5 – Recuemos até ao Concílio de Trento, momento histórico fundamental para a evolução de práticas e manifestações da religiosidade popular, mormente no âmbito da devoção aos santos. Obedecendo ao especial clima de religiosidade fomentado pela reforma tridentina, foi impressa uma nova dinâmica às práticas promovidas pelas comunidades cristãs, nomeadamente ao nível das manifestações públicas de fé e devoção. A valorização da dimensão espiritual e da religiosidade na experiência do cristão acabou por funcionar como fenómeno propulsor de cerimoniais públicos – onde se enquadrou, por exemplo, as procissões – contribuindo para o surgimento e crescimento dos folguedos que já integravam o calendário cristão. Emparelhado aos atos eminentemente religiosos surgiriam os demais momentos da confraternização comunitária. Só mais tarde surgiria a tensão entre o profano e o sagrado.

6 – Ainda hoje as festas populares são a expressão mais evidente desse antagonismo, especialmente as que são celebradas durante o mês de junho, nas quais o que denominamos de profano se mistura com aquilo que entendemos por sagrado. Perante estas dúvidas e amálgamas, como deve a Igreja intervir? Limitar as festividades apenas às novenas, eucaristias e procissões, buscando a exclusão dos elementos mais gentios? Ou procurando uma renovada leitura da realidade, na qual a perceção plena do ser humano se enquadre numa antropologia mais lúcida? A este propósito, em 2004, a Arquidiocese de Braga publicou um conjunto de orientações pastorais sobre festas religiosas[2]. Considerando que as festas “fazem parte da existência humana e constituem uma das formas de viver e manifestar publicamente a fé”, apelava-se a uma crescente “dignificação” das festas, evitando “divisões na comunidade” e “esbanjamento de dinheiro”, entre outras problemáticas advindas precisamente dessa fronteira delineada entre profano e sagrado, pagão e religioso.

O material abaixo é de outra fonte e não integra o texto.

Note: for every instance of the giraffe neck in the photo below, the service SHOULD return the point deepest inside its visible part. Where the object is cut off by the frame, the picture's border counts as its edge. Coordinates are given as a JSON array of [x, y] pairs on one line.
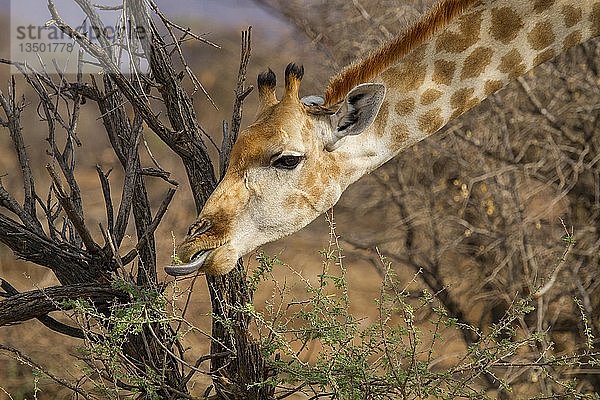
[[475, 55]]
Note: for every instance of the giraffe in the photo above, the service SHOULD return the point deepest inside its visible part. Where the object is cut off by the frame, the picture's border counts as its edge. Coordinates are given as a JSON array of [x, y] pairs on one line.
[[293, 163]]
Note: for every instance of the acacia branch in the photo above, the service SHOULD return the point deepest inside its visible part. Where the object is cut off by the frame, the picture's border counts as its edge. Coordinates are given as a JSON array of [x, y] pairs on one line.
[[38, 303]]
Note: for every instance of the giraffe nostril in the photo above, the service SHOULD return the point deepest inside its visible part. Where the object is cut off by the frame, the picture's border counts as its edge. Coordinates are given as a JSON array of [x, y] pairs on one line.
[[199, 227]]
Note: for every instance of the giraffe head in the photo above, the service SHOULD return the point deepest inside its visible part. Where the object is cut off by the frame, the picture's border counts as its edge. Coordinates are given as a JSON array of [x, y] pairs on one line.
[[285, 169]]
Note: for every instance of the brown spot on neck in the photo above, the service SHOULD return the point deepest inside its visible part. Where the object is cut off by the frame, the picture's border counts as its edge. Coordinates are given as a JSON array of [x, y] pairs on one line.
[[541, 36], [431, 121], [492, 86], [409, 74], [456, 42], [543, 56], [429, 96], [573, 39], [542, 5], [443, 72], [405, 106], [476, 62], [595, 19], [506, 24], [512, 64], [399, 136], [571, 15]]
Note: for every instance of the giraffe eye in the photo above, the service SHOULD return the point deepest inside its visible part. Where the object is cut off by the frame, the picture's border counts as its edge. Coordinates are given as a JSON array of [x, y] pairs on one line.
[[287, 161]]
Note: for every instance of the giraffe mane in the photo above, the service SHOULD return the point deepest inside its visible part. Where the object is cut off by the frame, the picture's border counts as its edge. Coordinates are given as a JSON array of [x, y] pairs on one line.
[[384, 57]]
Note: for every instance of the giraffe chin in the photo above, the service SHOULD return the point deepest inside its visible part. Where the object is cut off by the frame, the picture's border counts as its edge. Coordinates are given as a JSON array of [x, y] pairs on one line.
[[194, 265]]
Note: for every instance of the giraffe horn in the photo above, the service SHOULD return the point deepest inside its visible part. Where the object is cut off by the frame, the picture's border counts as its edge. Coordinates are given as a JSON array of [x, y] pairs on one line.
[[293, 77], [266, 89]]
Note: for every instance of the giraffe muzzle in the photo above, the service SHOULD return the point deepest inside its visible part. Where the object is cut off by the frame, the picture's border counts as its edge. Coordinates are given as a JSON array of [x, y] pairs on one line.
[[194, 265]]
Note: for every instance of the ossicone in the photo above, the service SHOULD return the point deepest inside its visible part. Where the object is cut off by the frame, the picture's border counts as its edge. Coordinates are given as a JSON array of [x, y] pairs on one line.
[[293, 77], [266, 82]]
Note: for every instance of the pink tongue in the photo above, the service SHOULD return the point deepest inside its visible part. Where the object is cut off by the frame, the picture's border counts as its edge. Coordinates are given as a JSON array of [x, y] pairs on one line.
[[189, 268]]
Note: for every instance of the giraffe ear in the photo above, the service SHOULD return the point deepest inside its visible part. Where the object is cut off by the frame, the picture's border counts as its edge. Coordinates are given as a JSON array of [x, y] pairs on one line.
[[357, 113]]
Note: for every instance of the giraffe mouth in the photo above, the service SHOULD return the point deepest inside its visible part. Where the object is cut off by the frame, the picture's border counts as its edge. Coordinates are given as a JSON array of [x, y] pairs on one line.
[[194, 265]]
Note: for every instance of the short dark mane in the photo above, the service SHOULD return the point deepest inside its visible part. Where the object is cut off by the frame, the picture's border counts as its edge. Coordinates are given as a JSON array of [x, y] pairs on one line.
[[379, 60]]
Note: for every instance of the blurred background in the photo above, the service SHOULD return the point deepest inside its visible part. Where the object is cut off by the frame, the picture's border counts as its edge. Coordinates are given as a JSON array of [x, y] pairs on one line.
[[475, 210]]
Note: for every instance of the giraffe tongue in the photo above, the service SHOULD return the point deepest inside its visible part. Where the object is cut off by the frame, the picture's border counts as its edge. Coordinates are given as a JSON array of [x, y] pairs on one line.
[[189, 268]]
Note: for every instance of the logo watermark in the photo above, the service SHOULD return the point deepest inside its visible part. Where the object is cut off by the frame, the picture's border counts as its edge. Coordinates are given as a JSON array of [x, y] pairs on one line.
[[36, 39]]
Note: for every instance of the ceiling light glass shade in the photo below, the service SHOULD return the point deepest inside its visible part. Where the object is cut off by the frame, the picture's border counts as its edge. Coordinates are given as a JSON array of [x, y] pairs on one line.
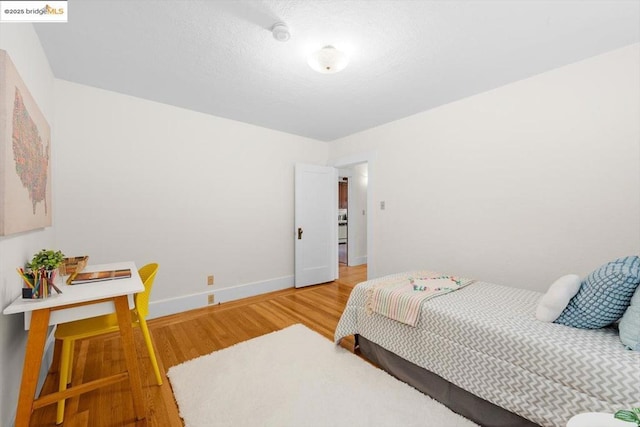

7 – As festas populares surgiram e desenvolveram-se em torno de uma determinada evocação de cariz hagiográfico. Talvez até aos dias de hoje se constituam como momento primordial de expansão de confraternizações e afetos tão necessários para o ser humano, cuja oportunidade eram os preceitos concedidos pelos oragos. Ao santo se associava, pois, o júbilo, a harmonia com a comunidade e, até, os amores. Poderá haver maiores evidências de vida cristã? Neste tempo em que a pandemia nos obrigou a um demorado intervalo no quotidiano, que se estendeu também às tão aguardadas festas populares, seria certamente oportuna uma alargada reflexão eclesial sobre as festas populares e o papel da Igreja na realização das mesmas.